If you take a person and require that person to work part of every day with no compensation, you are confiscating part of that person's labour. It is reasonable to assume that no free person will voluntarily consent to this confiscation and hence for the period of time that is worked without compensation without consent what is being practiced is a rough analog for slavery.
This is exactly what occurs when a woman employed in a job identical to that of a male co-worker, is paid less than the male. If the only or even primary, distinction is gender and not the value or quality of the work, then the female is being enslaved in direct proportion to the compensation not paid.
It may well be that another culture would view this differently. Some would observe the situation and proclaim the female should be grateful for any pay, or to be allowed to work at all. But just because it can be cast in culturally relative terms makes it no less immoral.
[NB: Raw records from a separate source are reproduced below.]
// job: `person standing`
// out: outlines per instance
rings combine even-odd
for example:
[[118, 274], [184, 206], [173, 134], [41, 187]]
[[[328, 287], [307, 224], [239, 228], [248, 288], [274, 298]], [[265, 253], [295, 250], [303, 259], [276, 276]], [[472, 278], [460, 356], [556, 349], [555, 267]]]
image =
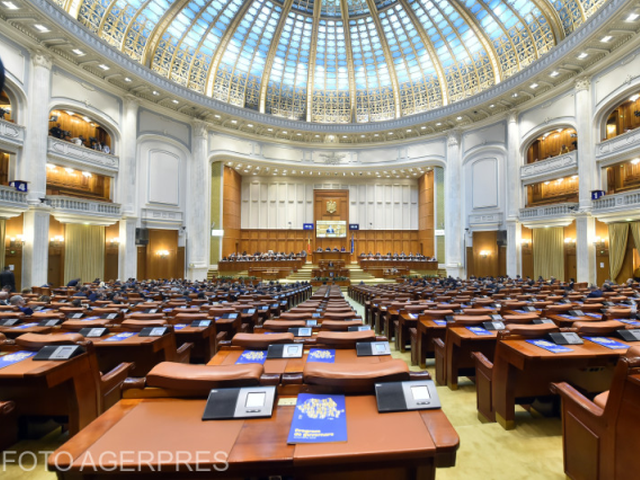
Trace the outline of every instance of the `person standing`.
[[9, 286], [12, 292], [16, 291], [16, 277], [11, 271], [11, 267], [4, 267], [4, 270], [0, 273], [0, 286]]

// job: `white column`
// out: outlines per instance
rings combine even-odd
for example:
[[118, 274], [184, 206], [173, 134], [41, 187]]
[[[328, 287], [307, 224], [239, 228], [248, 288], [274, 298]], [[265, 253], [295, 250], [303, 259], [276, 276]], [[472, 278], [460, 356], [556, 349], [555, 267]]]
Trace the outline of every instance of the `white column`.
[[596, 165], [593, 156], [591, 80], [575, 81], [576, 132], [578, 133], [578, 182], [580, 206], [576, 216], [576, 281], [596, 282], [595, 219], [591, 216], [591, 190], [594, 188]]
[[444, 228], [445, 228], [445, 268], [447, 275], [464, 277], [462, 222], [462, 159], [460, 158], [460, 133], [450, 132], [447, 141], [447, 166], [444, 174]]
[[191, 280], [207, 278], [209, 269], [209, 157], [207, 125], [194, 122], [192, 155], [189, 162], [187, 188], [187, 277]]
[[29, 181], [24, 214], [25, 244], [22, 257], [22, 285], [40, 286], [47, 281], [49, 266], [49, 212], [42, 203], [47, 192], [47, 137], [49, 134], [49, 91], [51, 88], [51, 56], [31, 52], [31, 81], [27, 111], [28, 141], [18, 167], [18, 179]]
[[49, 212], [47, 205], [33, 205], [24, 213], [22, 286], [39, 287], [49, 270]]
[[118, 248], [118, 277], [121, 280], [136, 278], [138, 249], [136, 247], [136, 153], [138, 137], [139, 100], [133, 95], [124, 97], [122, 142], [115, 152], [120, 158], [118, 171], [117, 203], [122, 205], [120, 220], [120, 247]]
[[522, 229], [518, 221], [521, 205], [522, 182], [520, 181], [520, 134], [518, 114], [509, 112], [507, 119], [507, 275], [515, 278], [522, 274]]

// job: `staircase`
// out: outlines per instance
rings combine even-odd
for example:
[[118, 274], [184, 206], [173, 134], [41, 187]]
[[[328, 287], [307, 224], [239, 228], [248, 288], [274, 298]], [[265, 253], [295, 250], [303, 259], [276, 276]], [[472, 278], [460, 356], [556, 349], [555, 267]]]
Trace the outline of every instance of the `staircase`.
[[[370, 273], [362, 270], [362, 268], [360, 268], [357, 263], [349, 264], [346, 267], [349, 269], [349, 278], [352, 285], [359, 284], [360, 282], [363, 282], [367, 285], [377, 285], [379, 283], [395, 283], [395, 280], [374, 277]], [[280, 281], [282, 283], [308, 282], [311, 280], [312, 270], [313, 265], [307, 263], [297, 272], [292, 273], [287, 278]]]

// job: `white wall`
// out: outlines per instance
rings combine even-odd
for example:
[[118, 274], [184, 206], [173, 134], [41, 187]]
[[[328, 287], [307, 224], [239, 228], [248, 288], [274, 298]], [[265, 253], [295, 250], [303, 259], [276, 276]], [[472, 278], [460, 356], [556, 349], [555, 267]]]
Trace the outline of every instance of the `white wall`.
[[418, 184], [412, 179], [242, 177], [242, 228], [302, 228], [313, 223], [314, 189], [348, 189], [349, 223], [361, 230], [418, 228]]

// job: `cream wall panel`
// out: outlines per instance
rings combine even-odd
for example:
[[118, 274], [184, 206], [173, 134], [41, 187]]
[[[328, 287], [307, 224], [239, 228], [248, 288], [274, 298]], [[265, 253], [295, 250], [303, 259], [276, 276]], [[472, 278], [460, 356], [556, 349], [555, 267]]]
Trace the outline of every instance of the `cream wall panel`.
[[295, 148], [277, 147], [275, 145], [263, 145], [262, 156], [273, 160], [288, 160], [301, 162], [303, 158], [302, 150]]
[[4, 37], [0, 37], [0, 52], [2, 52], [2, 63], [6, 71], [24, 85], [27, 79], [26, 52]]
[[488, 143], [506, 143], [506, 128], [506, 124], [501, 122], [466, 133], [462, 137], [463, 152]]
[[622, 59], [614, 67], [594, 76], [592, 85], [595, 90], [596, 104], [620, 88], [621, 85], [629, 83], [629, 80], [637, 77], [638, 72], [640, 72], [640, 55], [636, 52]]
[[191, 127], [189, 125], [141, 108], [138, 110], [138, 135], [144, 134], [174, 138], [187, 148], [191, 148]]
[[253, 142], [226, 135], [211, 134], [209, 135], [209, 150], [211, 152], [222, 151], [232, 154], [251, 155], [253, 153]]
[[498, 161], [483, 158], [471, 165], [471, 207], [475, 209], [498, 207]]
[[180, 158], [161, 149], [149, 151], [148, 203], [178, 206], [180, 202]]
[[575, 121], [575, 99], [573, 92], [555, 97], [520, 116], [519, 130], [521, 138], [526, 138], [541, 125]]
[[419, 143], [407, 147], [407, 157], [411, 160], [444, 158], [446, 145], [444, 139], [429, 143]]

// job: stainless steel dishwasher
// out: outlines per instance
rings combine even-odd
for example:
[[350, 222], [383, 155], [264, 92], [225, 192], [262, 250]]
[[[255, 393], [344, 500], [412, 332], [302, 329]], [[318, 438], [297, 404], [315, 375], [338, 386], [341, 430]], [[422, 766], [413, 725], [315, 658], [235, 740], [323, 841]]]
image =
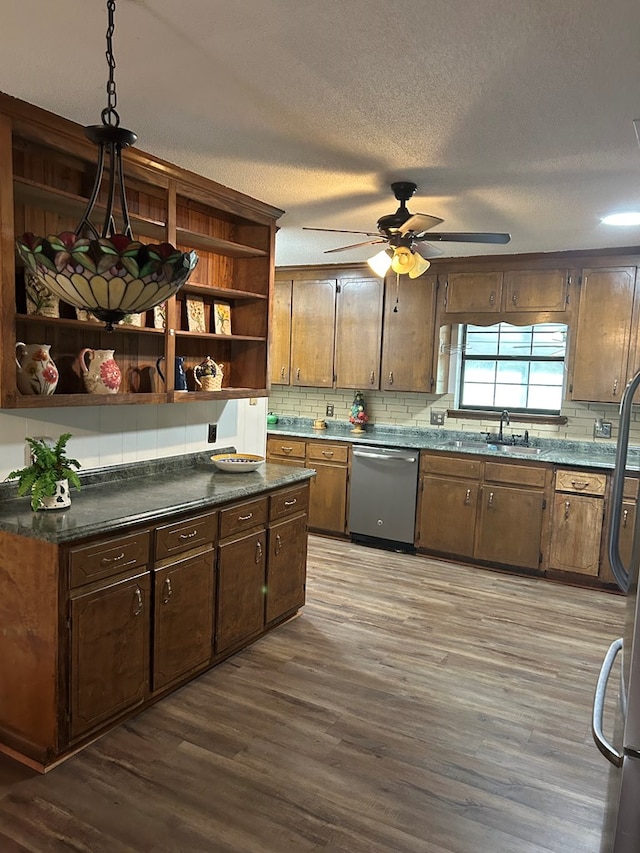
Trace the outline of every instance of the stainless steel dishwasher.
[[355, 542], [413, 550], [417, 450], [354, 446], [349, 532]]

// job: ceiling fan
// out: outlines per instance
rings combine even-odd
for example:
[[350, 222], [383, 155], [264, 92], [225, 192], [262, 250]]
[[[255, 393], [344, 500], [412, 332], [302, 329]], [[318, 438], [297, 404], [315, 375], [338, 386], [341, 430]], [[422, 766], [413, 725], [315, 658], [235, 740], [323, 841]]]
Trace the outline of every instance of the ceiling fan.
[[[396, 273], [407, 273], [409, 278], [417, 278], [429, 269], [429, 261], [425, 254], [438, 254], [433, 242], [446, 243], [508, 243], [510, 234], [482, 231], [431, 231], [444, 220], [426, 213], [411, 213], [407, 210], [407, 201], [418, 189], [411, 181], [396, 181], [391, 184], [393, 194], [400, 202], [395, 213], [381, 216], [377, 222], [377, 231], [345, 231], [339, 228], [304, 228], [305, 231], [332, 231], [338, 234], [362, 234], [374, 237], [361, 243], [340, 246], [337, 249], [327, 249], [325, 254], [346, 252], [360, 246], [376, 246], [388, 243], [389, 248], [383, 249], [377, 255], [369, 258], [369, 265], [378, 275], [384, 276], [389, 267]], [[424, 247], [424, 248], [423, 248]], [[417, 249], [420, 248], [422, 254]]]

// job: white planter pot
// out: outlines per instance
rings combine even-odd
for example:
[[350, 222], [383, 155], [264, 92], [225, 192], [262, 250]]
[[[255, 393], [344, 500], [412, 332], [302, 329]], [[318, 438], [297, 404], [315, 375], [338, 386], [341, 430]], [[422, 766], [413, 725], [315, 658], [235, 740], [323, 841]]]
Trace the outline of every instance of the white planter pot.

Human life. Human freedom. Human potential.
On a moral scale, some cultures are better than others, or at least some cultural practices are morally right and some are morally wrong.
Western culture is a long way from perfection, but at least it has within it the seeds of its own "salvation." One way to read the story of Western civilization is to read the inexorable, if sometimes tragic, move to ever higher levels of moral rightness.
The point of the civil rights movement is not that it was necessary. It is that it was possible. And beyond possible, that it experienced major victories.
Enslavement in various modes, oppression and exploitation, murder legalized and systematic, deprivations of life, liberty and property -- these things are not remarkable in human history. They are the pith and substance of our specie’s time on earth.
What is remarkable is the throwing off of chains, the recognition of the evil of these constant stains on our existence.
The enlightenments we have yet to achieve are many. But we have already acknowledged the foundations that inevitably lead to those enlightenments. As a society or as individuals we may strain against the transition, but our own acknowledged values will force us to make the transition nevertheless.